The scenario's balance is near perfect. I played on moderate and found the scenario challenging but still winnable, if not slightly on the easy side. The scenario has built in difficulty dynamics so playing of Hard would have made it more of a challenge for those who might find Moderate too easy. The scenario's style means that the player has to make use of various micro-management tactics in order to defend three castle from an ongoing army of Gwyndlegard soldiers. The action-packed game means that there is a speed to it which means quick decisions are need to be made.
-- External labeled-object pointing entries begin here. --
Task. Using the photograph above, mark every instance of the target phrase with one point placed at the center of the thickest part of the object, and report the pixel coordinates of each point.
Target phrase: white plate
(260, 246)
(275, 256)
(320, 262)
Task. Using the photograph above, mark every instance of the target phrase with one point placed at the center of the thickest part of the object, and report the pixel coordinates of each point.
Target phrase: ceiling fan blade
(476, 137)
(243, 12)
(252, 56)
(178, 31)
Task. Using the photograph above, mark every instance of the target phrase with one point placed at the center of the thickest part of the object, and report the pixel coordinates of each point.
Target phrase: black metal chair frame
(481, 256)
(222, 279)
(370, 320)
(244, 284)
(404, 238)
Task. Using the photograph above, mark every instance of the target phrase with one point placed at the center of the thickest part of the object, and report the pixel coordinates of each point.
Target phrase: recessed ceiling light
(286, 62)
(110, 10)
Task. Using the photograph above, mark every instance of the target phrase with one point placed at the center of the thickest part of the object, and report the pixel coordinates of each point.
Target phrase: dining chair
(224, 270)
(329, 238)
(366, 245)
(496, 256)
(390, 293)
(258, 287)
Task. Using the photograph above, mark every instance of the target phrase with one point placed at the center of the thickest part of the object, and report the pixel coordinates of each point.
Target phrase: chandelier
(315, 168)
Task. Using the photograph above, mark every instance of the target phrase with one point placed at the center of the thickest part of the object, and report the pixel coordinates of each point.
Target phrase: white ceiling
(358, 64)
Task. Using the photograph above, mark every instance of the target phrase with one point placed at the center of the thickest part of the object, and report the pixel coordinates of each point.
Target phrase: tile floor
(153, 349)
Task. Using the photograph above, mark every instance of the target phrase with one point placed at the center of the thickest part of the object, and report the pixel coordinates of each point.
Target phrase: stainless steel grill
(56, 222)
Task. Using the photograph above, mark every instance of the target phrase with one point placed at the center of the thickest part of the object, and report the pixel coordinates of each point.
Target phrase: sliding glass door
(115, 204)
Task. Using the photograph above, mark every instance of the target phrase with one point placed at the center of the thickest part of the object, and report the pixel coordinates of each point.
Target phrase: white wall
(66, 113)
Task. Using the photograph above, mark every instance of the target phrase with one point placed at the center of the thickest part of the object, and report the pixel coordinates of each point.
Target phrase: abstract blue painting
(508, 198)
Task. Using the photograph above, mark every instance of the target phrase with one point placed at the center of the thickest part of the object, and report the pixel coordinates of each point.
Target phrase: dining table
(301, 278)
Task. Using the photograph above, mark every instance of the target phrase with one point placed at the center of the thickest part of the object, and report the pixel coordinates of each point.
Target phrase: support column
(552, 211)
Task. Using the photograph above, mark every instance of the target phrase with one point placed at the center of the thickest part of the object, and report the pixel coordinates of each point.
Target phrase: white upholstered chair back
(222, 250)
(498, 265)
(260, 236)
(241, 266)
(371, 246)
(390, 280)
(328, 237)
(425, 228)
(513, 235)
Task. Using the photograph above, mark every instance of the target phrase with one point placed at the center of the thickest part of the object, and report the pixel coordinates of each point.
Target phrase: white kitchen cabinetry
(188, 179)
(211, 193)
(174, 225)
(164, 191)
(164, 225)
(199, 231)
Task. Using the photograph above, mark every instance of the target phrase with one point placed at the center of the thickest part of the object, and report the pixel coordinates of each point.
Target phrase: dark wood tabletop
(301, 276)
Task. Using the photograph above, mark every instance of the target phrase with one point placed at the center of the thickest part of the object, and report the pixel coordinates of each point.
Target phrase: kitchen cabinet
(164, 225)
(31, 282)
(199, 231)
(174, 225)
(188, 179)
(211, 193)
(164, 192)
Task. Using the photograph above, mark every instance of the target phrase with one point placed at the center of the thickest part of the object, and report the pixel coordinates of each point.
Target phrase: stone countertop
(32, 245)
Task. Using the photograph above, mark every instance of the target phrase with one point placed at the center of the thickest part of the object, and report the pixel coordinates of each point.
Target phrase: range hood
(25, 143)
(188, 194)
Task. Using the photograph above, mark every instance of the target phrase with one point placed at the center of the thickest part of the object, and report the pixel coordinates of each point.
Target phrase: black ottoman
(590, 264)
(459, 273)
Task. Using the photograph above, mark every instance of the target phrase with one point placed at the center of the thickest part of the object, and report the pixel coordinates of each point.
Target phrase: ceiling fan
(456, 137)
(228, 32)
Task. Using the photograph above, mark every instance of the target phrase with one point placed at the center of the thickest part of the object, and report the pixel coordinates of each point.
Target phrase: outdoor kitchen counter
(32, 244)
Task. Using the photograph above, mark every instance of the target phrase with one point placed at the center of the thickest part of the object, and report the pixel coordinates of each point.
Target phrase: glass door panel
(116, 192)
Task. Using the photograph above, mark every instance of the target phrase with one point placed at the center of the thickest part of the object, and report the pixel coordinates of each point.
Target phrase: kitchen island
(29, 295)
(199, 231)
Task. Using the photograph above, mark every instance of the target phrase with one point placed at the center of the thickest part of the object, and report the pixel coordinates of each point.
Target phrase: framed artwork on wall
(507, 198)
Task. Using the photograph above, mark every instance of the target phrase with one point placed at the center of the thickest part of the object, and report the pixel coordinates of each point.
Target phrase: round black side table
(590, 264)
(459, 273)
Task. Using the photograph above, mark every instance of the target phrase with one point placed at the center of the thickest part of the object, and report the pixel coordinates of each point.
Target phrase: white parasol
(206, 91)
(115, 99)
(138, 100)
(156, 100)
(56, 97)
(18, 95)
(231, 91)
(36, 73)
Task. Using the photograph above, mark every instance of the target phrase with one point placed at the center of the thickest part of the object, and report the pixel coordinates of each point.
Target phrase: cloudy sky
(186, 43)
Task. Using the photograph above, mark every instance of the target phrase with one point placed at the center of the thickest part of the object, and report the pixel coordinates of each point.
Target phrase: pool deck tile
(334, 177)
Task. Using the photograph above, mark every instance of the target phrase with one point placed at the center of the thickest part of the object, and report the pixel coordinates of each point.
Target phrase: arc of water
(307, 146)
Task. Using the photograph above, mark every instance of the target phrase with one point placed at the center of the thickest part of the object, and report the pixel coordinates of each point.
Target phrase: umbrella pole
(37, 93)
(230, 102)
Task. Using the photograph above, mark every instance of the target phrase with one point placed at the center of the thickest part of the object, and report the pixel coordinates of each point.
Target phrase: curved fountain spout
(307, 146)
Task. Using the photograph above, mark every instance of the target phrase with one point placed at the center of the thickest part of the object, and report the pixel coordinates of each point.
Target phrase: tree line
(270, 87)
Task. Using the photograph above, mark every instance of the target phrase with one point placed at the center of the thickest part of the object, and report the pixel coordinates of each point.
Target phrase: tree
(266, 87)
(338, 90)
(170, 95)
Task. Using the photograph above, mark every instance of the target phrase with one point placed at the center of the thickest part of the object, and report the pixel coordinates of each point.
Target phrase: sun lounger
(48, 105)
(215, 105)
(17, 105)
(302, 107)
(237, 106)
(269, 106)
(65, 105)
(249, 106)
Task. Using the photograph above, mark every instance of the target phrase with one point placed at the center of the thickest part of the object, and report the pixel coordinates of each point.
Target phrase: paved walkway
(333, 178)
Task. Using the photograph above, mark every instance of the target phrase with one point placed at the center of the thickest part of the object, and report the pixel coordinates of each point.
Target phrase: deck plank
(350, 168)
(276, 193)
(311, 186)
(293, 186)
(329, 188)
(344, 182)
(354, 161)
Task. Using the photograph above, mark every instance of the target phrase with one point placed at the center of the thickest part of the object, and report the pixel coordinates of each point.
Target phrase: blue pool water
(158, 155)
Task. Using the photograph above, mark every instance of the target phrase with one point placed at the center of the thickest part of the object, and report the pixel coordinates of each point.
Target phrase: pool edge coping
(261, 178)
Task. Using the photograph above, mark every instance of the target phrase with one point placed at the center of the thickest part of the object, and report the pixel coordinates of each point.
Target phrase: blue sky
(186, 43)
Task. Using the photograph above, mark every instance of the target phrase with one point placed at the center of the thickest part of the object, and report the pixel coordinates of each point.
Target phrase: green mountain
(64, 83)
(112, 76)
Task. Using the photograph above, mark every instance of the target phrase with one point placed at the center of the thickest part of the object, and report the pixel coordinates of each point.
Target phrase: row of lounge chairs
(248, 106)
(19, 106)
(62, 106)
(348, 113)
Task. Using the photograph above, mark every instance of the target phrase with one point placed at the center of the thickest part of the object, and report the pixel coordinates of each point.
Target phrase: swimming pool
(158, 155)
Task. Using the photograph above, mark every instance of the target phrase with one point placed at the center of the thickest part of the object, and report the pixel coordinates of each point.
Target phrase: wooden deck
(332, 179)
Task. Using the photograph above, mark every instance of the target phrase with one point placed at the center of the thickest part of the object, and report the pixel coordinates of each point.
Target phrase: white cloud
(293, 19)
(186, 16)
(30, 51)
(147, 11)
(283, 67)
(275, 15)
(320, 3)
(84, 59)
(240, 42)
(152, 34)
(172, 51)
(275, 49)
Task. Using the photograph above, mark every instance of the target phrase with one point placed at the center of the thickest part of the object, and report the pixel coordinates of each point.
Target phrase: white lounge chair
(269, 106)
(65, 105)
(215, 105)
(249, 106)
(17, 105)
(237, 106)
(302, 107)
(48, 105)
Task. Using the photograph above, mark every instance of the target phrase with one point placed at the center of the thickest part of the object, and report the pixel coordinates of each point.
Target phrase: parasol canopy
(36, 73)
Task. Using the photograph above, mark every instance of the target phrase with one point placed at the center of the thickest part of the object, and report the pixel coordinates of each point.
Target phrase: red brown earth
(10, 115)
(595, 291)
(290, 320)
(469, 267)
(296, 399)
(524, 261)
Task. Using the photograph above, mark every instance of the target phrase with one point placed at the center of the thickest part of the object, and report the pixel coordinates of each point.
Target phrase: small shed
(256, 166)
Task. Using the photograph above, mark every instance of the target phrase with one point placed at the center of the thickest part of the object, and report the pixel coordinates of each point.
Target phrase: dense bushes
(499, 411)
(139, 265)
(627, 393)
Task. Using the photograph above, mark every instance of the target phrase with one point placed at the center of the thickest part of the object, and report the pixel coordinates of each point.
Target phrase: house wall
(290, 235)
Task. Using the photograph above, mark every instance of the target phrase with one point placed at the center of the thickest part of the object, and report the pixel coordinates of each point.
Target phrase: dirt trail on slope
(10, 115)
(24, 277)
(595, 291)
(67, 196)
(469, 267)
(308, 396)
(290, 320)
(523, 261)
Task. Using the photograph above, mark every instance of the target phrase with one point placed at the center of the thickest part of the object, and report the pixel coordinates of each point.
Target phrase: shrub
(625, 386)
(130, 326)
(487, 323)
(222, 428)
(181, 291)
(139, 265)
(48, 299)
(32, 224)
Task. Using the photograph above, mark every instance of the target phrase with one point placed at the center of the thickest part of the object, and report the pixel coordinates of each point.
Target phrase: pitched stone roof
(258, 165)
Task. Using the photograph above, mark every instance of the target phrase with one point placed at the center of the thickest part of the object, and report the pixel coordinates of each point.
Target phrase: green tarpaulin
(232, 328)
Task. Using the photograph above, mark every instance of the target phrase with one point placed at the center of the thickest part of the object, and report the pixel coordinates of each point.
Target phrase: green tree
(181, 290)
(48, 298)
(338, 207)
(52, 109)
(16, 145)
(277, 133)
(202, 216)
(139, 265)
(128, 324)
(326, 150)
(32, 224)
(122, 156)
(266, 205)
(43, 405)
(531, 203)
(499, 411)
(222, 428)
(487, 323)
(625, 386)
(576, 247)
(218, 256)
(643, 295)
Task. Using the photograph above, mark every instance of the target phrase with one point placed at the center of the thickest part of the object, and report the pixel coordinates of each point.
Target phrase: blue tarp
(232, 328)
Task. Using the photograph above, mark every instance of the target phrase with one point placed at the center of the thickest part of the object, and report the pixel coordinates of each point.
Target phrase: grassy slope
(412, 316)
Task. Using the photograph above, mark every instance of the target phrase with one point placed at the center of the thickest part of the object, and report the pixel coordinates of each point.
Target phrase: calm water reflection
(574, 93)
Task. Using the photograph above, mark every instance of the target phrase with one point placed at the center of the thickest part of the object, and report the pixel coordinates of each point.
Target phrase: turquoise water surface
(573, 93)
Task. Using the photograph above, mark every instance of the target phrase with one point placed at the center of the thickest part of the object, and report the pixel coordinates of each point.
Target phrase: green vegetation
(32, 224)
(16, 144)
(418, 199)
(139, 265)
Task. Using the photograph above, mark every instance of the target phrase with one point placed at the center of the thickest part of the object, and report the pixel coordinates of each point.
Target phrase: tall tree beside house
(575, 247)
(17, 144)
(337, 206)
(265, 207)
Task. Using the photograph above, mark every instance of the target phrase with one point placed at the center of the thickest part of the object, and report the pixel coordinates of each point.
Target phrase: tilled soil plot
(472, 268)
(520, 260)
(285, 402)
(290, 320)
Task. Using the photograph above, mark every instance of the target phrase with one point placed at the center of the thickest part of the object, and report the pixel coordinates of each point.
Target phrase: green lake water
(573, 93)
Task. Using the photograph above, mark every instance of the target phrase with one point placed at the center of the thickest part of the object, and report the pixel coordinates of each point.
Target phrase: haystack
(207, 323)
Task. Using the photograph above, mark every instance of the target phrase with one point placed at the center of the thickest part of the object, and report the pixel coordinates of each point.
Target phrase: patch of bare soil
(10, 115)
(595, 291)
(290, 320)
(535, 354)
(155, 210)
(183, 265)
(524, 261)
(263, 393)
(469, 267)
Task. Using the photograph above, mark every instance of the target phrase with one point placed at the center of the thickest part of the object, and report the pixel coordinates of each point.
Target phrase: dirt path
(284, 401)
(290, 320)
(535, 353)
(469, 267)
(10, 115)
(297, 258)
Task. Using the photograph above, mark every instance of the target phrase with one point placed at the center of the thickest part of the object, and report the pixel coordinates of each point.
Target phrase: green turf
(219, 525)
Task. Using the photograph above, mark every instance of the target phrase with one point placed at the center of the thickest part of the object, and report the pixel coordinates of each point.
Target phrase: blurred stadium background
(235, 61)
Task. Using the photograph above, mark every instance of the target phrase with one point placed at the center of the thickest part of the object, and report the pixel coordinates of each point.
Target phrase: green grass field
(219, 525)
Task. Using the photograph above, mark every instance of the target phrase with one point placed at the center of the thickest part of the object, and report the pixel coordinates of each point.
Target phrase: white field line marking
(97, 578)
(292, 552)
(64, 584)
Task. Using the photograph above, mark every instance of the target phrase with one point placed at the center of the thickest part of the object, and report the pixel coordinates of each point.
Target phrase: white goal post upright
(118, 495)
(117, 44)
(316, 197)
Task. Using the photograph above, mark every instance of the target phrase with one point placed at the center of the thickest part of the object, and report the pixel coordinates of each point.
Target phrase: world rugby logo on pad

The Winter Storm is a highly creative scenario which incorporates all of the well-known traits of a Lord Basse design. The most creative aspect of the scenario is its unique take of defend the spot scenario/siege scenario which requires the player to take a different approach to the gameplay. The scenario incorporates a "spy system" which means that the enemy will attack whichever castle of your is weakest, a concept I have not seen implemented into an AOK scenario before.
Map Design: 4
Lord Basse is an expert in map design and has shown throughout his collective works he has shown capability in designing all sorts of map styles from vast deserts to luscious mountain paradises. As the name implies this is a winter scenario, and is a great example of one too. Basse uses all the resources available to him in the vanilla editor to design a white wonderland, and perfectly blends the limited terrains together to make a realistic and beautifully design map depicting to harsh winters of Sarachrion. Unfortunately due to the fact that there is a much more limited number of snowy terrains and objects in the editor it makes that map look quite plain in comparison with any of Basse's other designs.
The story is a continuation of Lord Basse's Gwyndlegard series, set in the same universe 45 years after that last time we visited it in The Relics of Athalen. The Gwyndlegard series is a personal favourite of mine. Throughout the original series we took charge of a group of heroes from the nation of Gwyndlegard, which is depicted as the 'good nation'. It was interesting in this scenario to see the tide change and depict the nation of Gwyndlegard as the antagonists. Now we take control of Sarachrion the neighbouring country in which Gwyndlegard is invading. The story, while short it is funny, engaging, action packed and well written. The intro screen sets up the story well and describes to us what has happened in the years between the Relics of Athalen and now. The story is great and compliments the gameplay well. The instructions were clear, well-written and easy to follow. The Hints provide additional help and has everything you could ask for.
Overall the Winter Storm is an incredibly brilliant scenario which fuses creative and unique gameplay styles with a fun and egaging story and leave you with an hour or two of fun. A highly recommended download.